Industry reports are already forecasting that the market for ceramic 3D printing will grow multiple times over the next few years and the implementation of ceramic AM will move fast forward. However, ceramic parts used in demanding applications must have properties, which meet the high standard of the ceramic industry. Lithographic AM is the most widespread technology for high-performance ceramics, due to the high precision and good materials properties, which are achieved through the high green density because of the use of highly filled slurries and through the two-stage process (shaping and sintering are separated).
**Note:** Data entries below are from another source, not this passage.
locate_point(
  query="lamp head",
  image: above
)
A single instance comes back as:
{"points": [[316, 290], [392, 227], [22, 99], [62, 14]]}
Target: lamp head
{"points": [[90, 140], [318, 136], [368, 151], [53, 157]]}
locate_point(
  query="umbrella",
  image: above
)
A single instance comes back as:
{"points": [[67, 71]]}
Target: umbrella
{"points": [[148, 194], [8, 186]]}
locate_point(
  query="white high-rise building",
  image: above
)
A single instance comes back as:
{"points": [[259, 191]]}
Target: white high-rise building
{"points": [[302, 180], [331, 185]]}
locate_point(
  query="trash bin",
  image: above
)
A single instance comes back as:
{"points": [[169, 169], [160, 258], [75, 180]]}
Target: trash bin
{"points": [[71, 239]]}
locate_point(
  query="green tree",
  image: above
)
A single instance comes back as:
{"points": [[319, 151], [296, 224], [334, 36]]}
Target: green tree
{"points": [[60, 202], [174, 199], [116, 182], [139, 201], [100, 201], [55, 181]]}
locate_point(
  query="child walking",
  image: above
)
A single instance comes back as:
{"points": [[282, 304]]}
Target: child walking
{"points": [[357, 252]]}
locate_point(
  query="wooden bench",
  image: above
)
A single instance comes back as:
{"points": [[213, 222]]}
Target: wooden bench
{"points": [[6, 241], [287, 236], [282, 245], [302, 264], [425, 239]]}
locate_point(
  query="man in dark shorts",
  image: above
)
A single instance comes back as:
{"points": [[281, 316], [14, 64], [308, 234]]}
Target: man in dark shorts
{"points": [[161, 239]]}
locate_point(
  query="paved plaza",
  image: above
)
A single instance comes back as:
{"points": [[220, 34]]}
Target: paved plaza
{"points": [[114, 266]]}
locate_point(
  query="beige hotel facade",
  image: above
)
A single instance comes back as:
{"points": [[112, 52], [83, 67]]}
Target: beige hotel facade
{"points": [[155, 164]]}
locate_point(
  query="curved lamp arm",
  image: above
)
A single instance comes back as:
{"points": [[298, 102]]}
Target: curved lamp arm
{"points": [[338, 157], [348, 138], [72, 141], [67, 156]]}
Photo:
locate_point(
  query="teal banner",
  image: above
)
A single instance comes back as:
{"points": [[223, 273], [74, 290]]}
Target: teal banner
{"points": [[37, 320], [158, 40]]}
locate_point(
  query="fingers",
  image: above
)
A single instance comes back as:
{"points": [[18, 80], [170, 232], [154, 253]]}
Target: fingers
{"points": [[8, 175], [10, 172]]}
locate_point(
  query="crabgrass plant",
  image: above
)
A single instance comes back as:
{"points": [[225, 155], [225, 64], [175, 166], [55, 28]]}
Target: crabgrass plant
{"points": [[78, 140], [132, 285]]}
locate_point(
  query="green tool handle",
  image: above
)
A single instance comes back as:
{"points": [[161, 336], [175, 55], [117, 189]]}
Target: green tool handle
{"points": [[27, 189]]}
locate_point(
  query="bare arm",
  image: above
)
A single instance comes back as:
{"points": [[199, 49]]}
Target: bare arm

This contribution will present exemplary use cases where AM was able to combine these material properties with the profit-oriented requirements of scaled-up industrial mass production. These use cases, including a successful manufacturer whose annual output now reaches 2 million parts, will show how companies have already integrated 3D printing into their workflow and have entered into serial production. An assessment of the potential of ceramic 3D printing will demonstrate how far serial production in ceramic additive manufacturing has already come, while also giving an outlook into the future. Thus, this paper will also highlight key factors in successfully implementing ceramic AM into the industrial need and give a better understanding of the real potential of ceramic 3D printing systems and know the status of LCM technology employment in industrial mass production. It will be demonstrated that that companies can take considerable advantage of this production technique today simply by following some basic rules. The new design freedom and quality of the 3D-printed ceramic parts make them perfect for demanding and innovative applications where conventional manufacturing techniques, such as milling, simply reach their limits.